In an effort to simplify interaction with MS systems and increase laboratory productivity, the company also offers MassLynx spectrometry software. With an intuitive interface and intelligent sample control, MassLynx is focused on delivering the versatility and flexibility demanded by laboratories today. It achieves this via easy to use application managers that allow users to really focus the power of mass spectrometry on specific laboratory tasks.

Finally, Agilent deconvolution reporting software (DRS) for GC/MS is an application for target compound analyses that combines results from the Agilent MSD Productivity ChemStation, the US National Institute of Standards and Technology (NIST) Automated Mass Spectral Deconvolution and Identification Software (AMDIS), and the NIST 2008 Mass Spectral Search Programme (NIST08) into one easy-to-read report. DRS works with any Agilent RTL Database Library and can work with full-scan or SIM data.

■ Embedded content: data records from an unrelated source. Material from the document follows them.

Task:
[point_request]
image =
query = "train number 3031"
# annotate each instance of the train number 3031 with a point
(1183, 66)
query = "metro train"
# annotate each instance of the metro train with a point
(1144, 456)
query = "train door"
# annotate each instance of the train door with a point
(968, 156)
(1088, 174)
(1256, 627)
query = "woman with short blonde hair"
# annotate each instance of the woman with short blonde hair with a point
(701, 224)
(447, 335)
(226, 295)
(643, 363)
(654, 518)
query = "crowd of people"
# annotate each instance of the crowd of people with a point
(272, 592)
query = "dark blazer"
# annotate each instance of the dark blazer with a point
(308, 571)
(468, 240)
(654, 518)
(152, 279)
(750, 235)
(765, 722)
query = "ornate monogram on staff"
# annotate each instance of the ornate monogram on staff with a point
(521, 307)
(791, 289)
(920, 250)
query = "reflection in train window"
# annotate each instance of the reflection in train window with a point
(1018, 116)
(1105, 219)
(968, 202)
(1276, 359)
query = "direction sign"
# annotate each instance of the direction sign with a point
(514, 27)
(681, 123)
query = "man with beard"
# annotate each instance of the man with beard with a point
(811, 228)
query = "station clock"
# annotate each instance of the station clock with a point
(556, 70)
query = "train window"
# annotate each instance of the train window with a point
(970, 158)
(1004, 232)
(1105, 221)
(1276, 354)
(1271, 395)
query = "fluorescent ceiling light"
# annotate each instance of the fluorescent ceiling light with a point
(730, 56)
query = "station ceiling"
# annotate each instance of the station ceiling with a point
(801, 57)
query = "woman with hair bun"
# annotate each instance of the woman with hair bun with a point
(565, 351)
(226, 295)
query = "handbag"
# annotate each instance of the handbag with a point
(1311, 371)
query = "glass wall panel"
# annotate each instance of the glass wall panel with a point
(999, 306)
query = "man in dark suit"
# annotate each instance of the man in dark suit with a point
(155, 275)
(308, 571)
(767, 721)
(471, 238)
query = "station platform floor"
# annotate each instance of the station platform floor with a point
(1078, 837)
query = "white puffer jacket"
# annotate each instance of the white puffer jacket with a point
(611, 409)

Agilent says the software can take as little as one minute per sample of processing time, works especially well with dirty matrices, and is more thorough than standard quantification and library search methods.

Target screening and data mining

TargetView from Markes International is aimed at GC-MS analysts who need to rapidly screen chromatograms against compound libraries. It is especially useful if looking for trace-level analytes apparently lost in acomplex background, or hidden under co-eluting peaks.

The company says that TargetView is special because it provides extensive GC–MS data-mining functionality, while being far less complicated and much easier to learn than other software platforms. Also, the advanced algorithms used by TargetView work behind the scenes; users don’t need to understand the detail of how it operates, or to be an expert at chemometrics, in order to get accurate, reliable results.

TargetView’s interface allows users to delve into the results as much as they want – from a simple ‘yes/no’ confirmation that a particular compound is present, to detailed examination of elution profiles, comparison of mass spectra, and generation of extracted-ion chromatograms.

Other benefits to the GC-MS analyst include identification of target compounds and unknowns, rapid screening of chromatograms against compound libraries, easy import of spectra, rapid creation of spectral libraries from various sources, suitability for all GC-MS applications, and deconvolution of co-eluting compounds.

Meanwhile, compatible with all its quantitative GC and LC mass spectrometry platforms, along with non-mass spectrometer detectors, Thermo Scientific’s TraceFinder software offers one, easy-to-use solution for laboratories performing routine analysis.

TraceFinder is designed to make routine quantitation and target analysis simple, fast and productive. The software offers a simplified workflow-driven method setup with fully automated data acquisition, data processing and reporting. Its main features include intelligent sequencing, semi-quantitative workflows and multi-peak review capabilities.